Of 2014’s Dumb and Dumber sequel, Manohla Dargis quipped, “The Farrellys are still not much interested in film as a visual medium…you might as well be listening to a radio play.” Surely there’s some truth here, but there’s also a touch of Bourdieu: gross-out comedy is too low a form for serious aesthetic attention. By way of counterexample let us consider the painstaking formal logic hidden in plain sight amid the unsubtle, wincing rhythms of one of Peter and Bobby’s more infamous gags: the zipper scene of There's Something About Mary.
Visual evidence of Ted’s ensnared genitalia is the scene’s structuring absence: the lack of corresponding eyeline matches as the adults pile in, A Night at the Opera-style, to be simultaneously repulsed and fascinated, instills a false sense of security, much like the graphic match of a cloud bisecting the moon that replaces the razor blade hovering over an eyeball in Buñuel’s Un chien andalou. But then the eyeball is sliced, and so, too, is the viewer subjected to an extreme close-up of Ted’s compromised “frank and beans” to match the fireman’s look.
This is a textbook instance of a “shock cut,” that is, the sudden insertion of a graphic image into a film scene’s established editing scheme. This sort of tactic is most closely associated with horror films, but then, the kinship between horror and comedy has been long been noted, by William Paul and Noël Carroll among others. Tension, rhythm, and surprise are vital components of both genres, and gross-out comedy in particular shares an affinity with horror’s more lurid forays for testing gag reflexes.

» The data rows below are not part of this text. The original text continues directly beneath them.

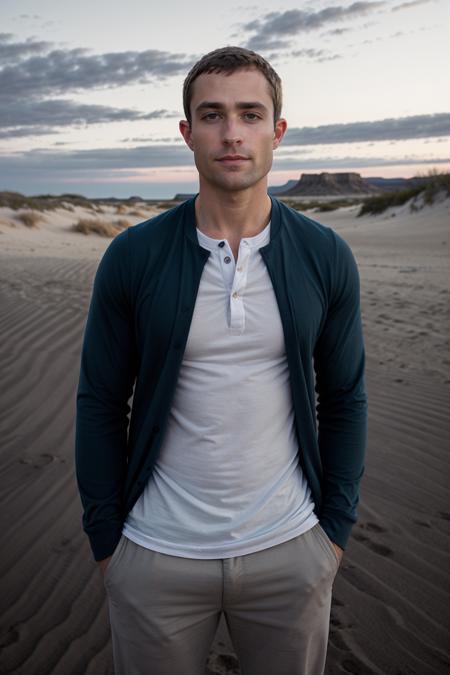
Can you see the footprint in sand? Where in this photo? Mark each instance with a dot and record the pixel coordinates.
(381, 549)
(372, 527)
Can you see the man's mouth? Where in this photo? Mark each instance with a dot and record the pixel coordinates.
(232, 158)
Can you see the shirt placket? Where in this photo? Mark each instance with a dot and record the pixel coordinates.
(237, 291)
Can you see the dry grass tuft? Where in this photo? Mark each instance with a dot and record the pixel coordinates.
(137, 213)
(29, 218)
(96, 226)
(425, 192)
(122, 223)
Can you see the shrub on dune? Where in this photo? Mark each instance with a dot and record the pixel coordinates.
(29, 218)
(96, 226)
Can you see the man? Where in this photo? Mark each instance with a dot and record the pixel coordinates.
(222, 496)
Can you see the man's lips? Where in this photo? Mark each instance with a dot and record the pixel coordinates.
(232, 158)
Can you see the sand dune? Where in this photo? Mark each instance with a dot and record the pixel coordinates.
(391, 602)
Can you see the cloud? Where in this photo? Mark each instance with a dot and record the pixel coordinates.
(61, 112)
(314, 54)
(271, 31)
(14, 51)
(401, 128)
(412, 3)
(347, 163)
(115, 159)
(69, 70)
(34, 73)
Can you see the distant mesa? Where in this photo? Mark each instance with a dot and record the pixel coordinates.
(345, 183)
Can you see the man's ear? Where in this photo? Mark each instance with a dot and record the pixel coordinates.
(186, 132)
(280, 130)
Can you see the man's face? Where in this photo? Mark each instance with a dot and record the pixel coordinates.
(232, 133)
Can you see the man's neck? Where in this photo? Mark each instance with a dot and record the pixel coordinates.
(232, 215)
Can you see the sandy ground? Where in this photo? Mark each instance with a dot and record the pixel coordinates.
(391, 602)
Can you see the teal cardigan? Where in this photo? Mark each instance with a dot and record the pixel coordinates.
(138, 323)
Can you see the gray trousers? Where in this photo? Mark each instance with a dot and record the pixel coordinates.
(164, 610)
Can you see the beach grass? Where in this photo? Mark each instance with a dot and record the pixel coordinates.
(424, 192)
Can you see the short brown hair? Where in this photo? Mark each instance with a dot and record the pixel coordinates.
(228, 60)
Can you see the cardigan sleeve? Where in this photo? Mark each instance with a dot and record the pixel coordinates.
(341, 398)
(107, 374)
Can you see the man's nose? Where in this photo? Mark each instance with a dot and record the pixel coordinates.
(232, 133)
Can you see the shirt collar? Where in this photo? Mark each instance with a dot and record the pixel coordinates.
(213, 244)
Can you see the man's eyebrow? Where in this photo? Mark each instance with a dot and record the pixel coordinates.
(242, 105)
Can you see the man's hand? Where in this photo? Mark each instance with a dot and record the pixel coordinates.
(103, 564)
(338, 549)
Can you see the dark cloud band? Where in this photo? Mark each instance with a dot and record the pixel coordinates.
(398, 129)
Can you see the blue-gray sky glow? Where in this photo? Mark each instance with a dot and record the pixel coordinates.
(90, 94)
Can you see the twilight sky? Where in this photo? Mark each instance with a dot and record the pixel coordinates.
(90, 92)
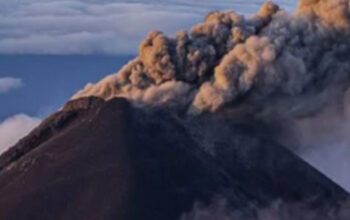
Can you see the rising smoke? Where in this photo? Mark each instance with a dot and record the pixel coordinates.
(294, 67)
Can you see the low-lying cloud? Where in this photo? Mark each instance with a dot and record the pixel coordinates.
(8, 83)
(14, 128)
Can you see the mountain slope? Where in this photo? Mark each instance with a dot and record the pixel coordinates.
(100, 159)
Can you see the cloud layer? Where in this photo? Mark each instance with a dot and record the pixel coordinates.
(14, 128)
(9, 83)
(87, 26)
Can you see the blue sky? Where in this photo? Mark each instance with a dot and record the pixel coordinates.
(49, 49)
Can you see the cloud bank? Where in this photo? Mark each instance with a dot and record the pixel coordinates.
(90, 27)
(8, 83)
(14, 128)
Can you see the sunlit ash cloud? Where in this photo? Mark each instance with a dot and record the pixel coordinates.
(14, 128)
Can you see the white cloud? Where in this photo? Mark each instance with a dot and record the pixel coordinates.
(104, 26)
(9, 83)
(14, 128)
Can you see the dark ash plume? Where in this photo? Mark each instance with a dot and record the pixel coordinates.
(292, 70)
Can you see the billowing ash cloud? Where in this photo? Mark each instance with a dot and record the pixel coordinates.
(291, 69)
(228, 57)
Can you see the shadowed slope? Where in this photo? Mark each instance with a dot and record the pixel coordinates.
(110, 160)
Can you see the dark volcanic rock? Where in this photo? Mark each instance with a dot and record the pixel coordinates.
(110, 160)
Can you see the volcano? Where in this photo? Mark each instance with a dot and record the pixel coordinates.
(99, 159)
(206, 122)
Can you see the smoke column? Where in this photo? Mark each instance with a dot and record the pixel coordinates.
(273, 66)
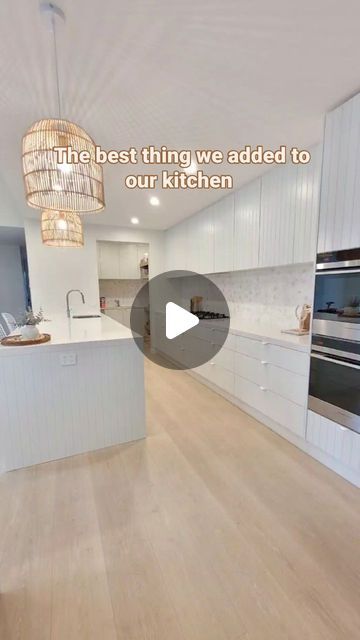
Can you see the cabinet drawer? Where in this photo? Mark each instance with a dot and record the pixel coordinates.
(286, 413)
(249, 368)
(289, 359)
(250, 393)
(286, 384)
(115, 314)
(225, 359)
(223, 378)
(249, 347)
(339, 442)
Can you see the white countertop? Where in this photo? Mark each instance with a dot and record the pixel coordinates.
(66, 331)
(262, 331)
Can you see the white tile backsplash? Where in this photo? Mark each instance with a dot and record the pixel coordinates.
(265, 295)
(123, 290)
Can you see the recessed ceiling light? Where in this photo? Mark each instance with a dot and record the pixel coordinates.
(192, 168)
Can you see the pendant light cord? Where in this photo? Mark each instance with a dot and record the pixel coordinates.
(56, 63)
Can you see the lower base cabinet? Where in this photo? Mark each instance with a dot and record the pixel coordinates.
(271, 379)
(337, 441)
(270, 382)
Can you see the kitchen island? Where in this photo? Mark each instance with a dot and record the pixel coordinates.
(80, 392)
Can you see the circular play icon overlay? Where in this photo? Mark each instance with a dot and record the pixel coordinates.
(180, 320)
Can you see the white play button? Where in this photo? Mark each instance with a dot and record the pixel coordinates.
(178, 320)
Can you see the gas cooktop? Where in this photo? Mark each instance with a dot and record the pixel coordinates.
(210, 315)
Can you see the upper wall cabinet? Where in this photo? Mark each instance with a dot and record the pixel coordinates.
(339, 226)
(307, 208)
(120, 260)
(177, 249)
(108, 260)
(289, 213)
(201, 241)
(271, 221)
(247, 226)
(223, 229)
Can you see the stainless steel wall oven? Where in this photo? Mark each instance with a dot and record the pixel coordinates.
(334, 389)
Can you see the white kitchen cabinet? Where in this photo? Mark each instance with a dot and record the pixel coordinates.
(247, 226)
(339, 225)
(307, 208)
(223, 232)
(108, 260)
(339, 442)
(289, 213)
(129, 266)
(201, 241)
(120, 260)
(123, 314)
(177, 250)
(277, 222)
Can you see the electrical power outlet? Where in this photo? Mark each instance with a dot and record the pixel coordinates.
(68, 359)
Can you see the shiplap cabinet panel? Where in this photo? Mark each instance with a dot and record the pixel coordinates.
(201, 242)
(337, 441)
(108, 257)
(63, 411)
(177, 249)
(277, 222)
(307, 208)
(289, 213)
(339, 225)
(247, 226)
(223, 232)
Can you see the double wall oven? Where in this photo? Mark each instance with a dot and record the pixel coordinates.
(334, 390)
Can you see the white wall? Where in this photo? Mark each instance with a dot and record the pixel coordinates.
(53, 271)
(12, 294)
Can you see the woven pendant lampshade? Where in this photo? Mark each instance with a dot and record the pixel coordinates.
(60, 187)
(61, 229)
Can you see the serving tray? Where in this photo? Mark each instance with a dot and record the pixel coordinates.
(16, 341)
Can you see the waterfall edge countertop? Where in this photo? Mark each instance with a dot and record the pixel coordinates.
(65, 331)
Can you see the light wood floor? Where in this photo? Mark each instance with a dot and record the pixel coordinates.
(213, 528)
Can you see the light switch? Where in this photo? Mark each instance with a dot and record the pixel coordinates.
(68, 359)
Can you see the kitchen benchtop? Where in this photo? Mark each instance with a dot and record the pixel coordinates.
(65, 331)
(262, 331)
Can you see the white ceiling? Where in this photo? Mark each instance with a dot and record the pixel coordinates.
(193, 74)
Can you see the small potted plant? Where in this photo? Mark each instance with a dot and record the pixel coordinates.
(28, 324)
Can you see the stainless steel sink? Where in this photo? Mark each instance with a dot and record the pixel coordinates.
(86, 316)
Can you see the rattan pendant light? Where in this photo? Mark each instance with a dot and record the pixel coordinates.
(48, 183)
(61, 229)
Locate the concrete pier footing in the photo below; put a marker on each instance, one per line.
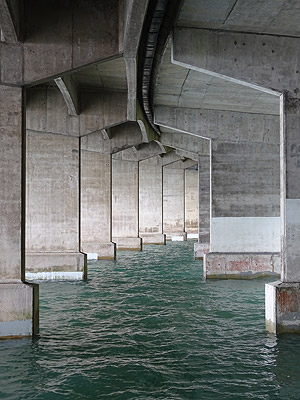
(282, 307)
(19, 312)
(200, 249)
(100, 251)
(240, 265)
(153, 238)
(65, 265)
(124, 243)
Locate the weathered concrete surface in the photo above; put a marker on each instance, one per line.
(52, 207)
(203, 245)
(60, 37)
(46, 111)
(282, 307)
(19, 311)
(18, 302)
(240, 265)
(113, 140)
(219, 124)
(151, 201)
(191, 202)
(235, 55)
(173, 201)
(125, 205)
(96, 230)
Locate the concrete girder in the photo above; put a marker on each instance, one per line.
(8, 26)
(185, 142)
(264, 62)
(187, 154)
(46, 111)
(141, 152)
(214, 124)
(134, 15)
(123, 136)
(61, 37)
(68, 89)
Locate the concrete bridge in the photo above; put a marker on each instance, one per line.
(128, 122)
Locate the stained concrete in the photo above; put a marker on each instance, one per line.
(96, 209)
(125, 205)
(52, 207)
(150, 201)
(173, 201)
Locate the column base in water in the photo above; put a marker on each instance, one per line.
(19, 310)
(99, 251)
(176, 236)
(282, 306)
(68, 266)
(200, 249)
(241, 265)
(134, 244)
(153, 238)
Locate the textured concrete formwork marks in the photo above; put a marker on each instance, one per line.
(60, 37)
(52, 207)
(96, 207)
(191, 203)
(125, 204)
(282, 307)
(150, 200)
(173, 201)
(18, 302)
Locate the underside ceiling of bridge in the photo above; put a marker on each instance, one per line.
(177, 86)
(278, 17)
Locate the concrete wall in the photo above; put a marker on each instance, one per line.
(96, 203)
(125, 203)
(52, 208)
(173, 199)
(150, 195)
(192, 202)
(245, 197)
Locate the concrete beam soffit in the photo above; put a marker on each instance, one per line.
(7, 23)
(69, 91)
(254, 60)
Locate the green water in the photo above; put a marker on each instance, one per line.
(148, 327)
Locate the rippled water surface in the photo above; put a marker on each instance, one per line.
(148, 327)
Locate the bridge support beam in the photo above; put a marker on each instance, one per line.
(18, 300)
(245, 220)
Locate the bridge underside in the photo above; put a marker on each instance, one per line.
(129, 122)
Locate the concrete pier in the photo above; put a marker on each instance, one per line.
(151, 201)
(19, 301)
(52, 208)
(245, 212)
(125, 204)
(173, 202)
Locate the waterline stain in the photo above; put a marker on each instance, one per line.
(147, 326)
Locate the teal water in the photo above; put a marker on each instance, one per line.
(148, 327)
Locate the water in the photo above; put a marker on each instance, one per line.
(149, 327)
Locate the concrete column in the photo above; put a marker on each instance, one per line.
(151, 201)
(245, 220)
(173, 201)
(96, 210)
(18, 300)
(52, 210)
(125, 204)
(191, 214)
(203, 245)
(283, 297)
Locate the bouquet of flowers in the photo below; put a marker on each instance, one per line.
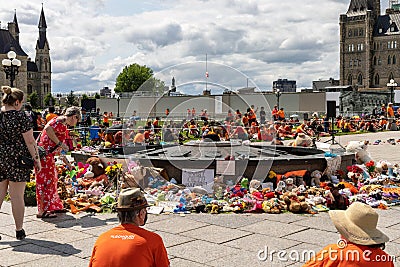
(113, 171)
(370, 166)
(355, 173)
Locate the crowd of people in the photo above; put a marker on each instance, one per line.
(254, 125)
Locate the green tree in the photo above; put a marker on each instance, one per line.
(134, 76)
(49, 100)
(34, 100)
(71, 99)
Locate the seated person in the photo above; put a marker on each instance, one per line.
(211, 135)
(139, 137)
(240, 133)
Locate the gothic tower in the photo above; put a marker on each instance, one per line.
(356, 43)
(42, 58)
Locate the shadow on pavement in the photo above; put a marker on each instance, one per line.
(42, 247)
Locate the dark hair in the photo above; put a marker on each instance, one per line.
(11, 95)
(127, 216)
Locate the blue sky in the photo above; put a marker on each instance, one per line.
(245, 40)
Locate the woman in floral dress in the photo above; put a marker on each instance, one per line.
(53, 136)
(16, 140)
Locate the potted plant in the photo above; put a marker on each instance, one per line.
(30, 194)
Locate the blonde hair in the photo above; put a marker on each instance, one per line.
(71, 111)
(11, 95)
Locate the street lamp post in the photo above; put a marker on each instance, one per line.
(391, 85)
(118, 99)
(278, 94)
(11, 65)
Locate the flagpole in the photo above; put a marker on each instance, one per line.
(206, 75)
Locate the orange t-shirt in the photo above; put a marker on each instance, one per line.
(50, 116)
(129, 245)
(139, 138)
(350, 256)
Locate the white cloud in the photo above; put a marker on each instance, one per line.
(91, 41)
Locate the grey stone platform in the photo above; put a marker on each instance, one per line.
(193, 239)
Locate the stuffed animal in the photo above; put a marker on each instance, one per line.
(316, 178)
(289, 184)
(97, 166)
(360, 150)
(294, 203)
(254, 185)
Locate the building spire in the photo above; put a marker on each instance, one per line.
(42, 30)
(16, 21)
(42, 21)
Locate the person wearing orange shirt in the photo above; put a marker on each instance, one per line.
(51, 114)
(128, 244)
(274, 112)
(390, 115)
(281, 114)
(105, 119)
(361, 244)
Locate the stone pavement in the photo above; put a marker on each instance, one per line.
(194, 239)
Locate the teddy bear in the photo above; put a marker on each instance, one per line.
(254, 185)
(316, 178)
(289, 184)
(294, 203)
(97, 166)
(218, 186)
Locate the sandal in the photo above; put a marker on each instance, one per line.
(46, 215)
(20, 234)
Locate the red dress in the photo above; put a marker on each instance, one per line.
(46, 180)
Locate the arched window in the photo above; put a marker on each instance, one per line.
(376, 80)
(350, 80)
(359, 79)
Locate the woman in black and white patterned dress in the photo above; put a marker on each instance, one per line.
(16, 140)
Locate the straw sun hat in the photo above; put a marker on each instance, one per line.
(358, 224)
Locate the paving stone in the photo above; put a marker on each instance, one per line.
(84, 246)
(230, 220)
(57, 237)
(303, 252)
(96, 231)
(202, 251)
(215, 234)
(320, 223)
(276, 229)
(175, 225)
(287, 217)
(31, 228)
(177, 262)
(247, 258)
(57, 260)
(173, 239)
(24, 254)
(257, 242)
(316, 237)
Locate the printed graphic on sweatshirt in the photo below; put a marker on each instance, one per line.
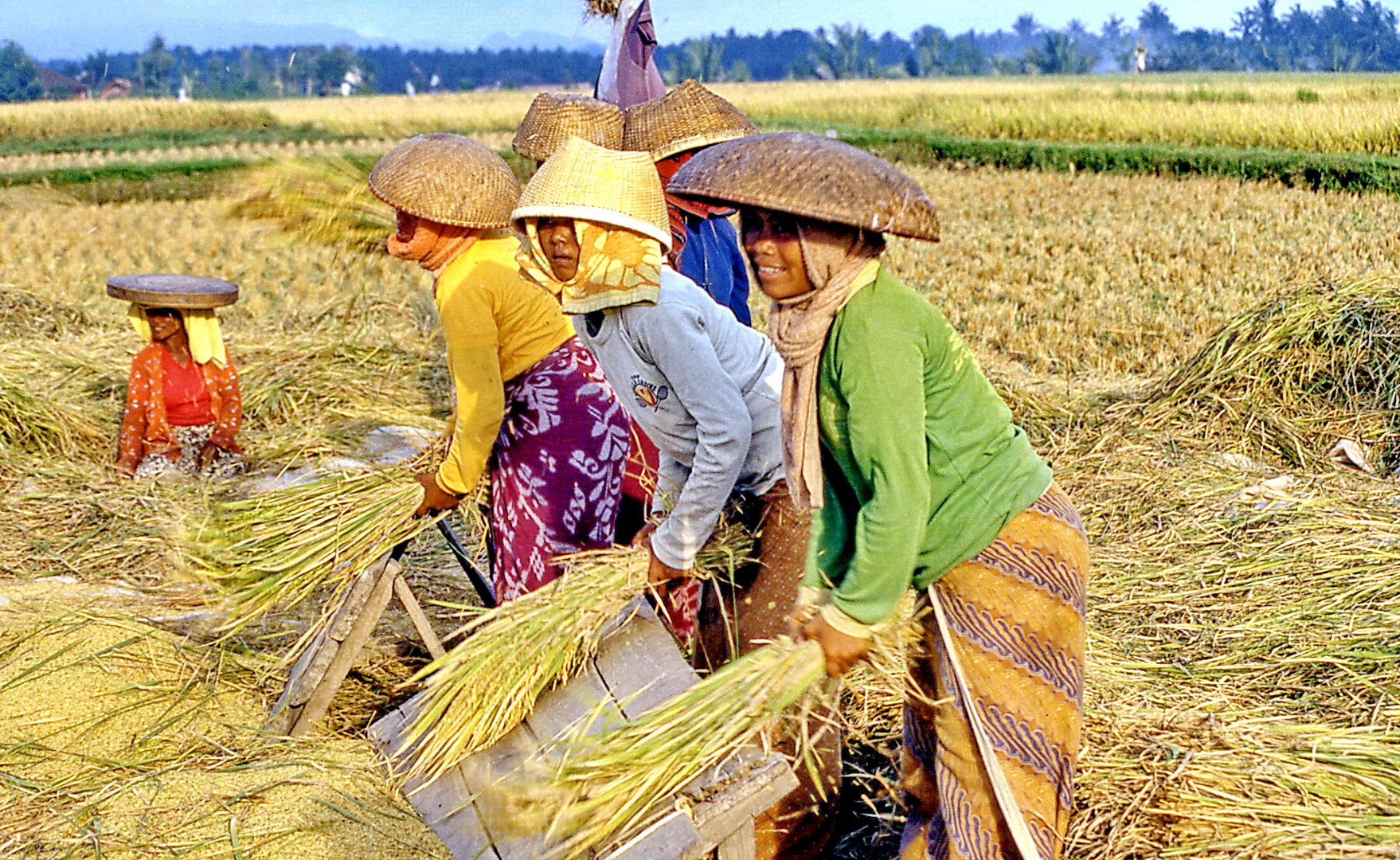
(648, 394)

David Scott Diffrient contends that the rhythmic and visual excess of shock cuts take us momentarily outside the text.1 If the first order of laughter would be directed at the compromised phallus (and with the fireman, who finds humor where others see only horror), the second is extra-diegetic, directed at the Farrellys' masterful bait-and-switch: only once visual evidence has been rendered thoroughly unnecessary, through sound effects, descriptive dialogue, and expressive performance – not unlike a radio play – do they finally shove our noses in it.
1 David Scott Diffrient, "A Film is Being Beaten: Notes on the Shock Cut and the Material Violence of Horror," ed. Steffen Hantke, Horror Film: Creating and Marketing Fear (Jackson, MS: University Press of Mississippi, 2004), 52-81.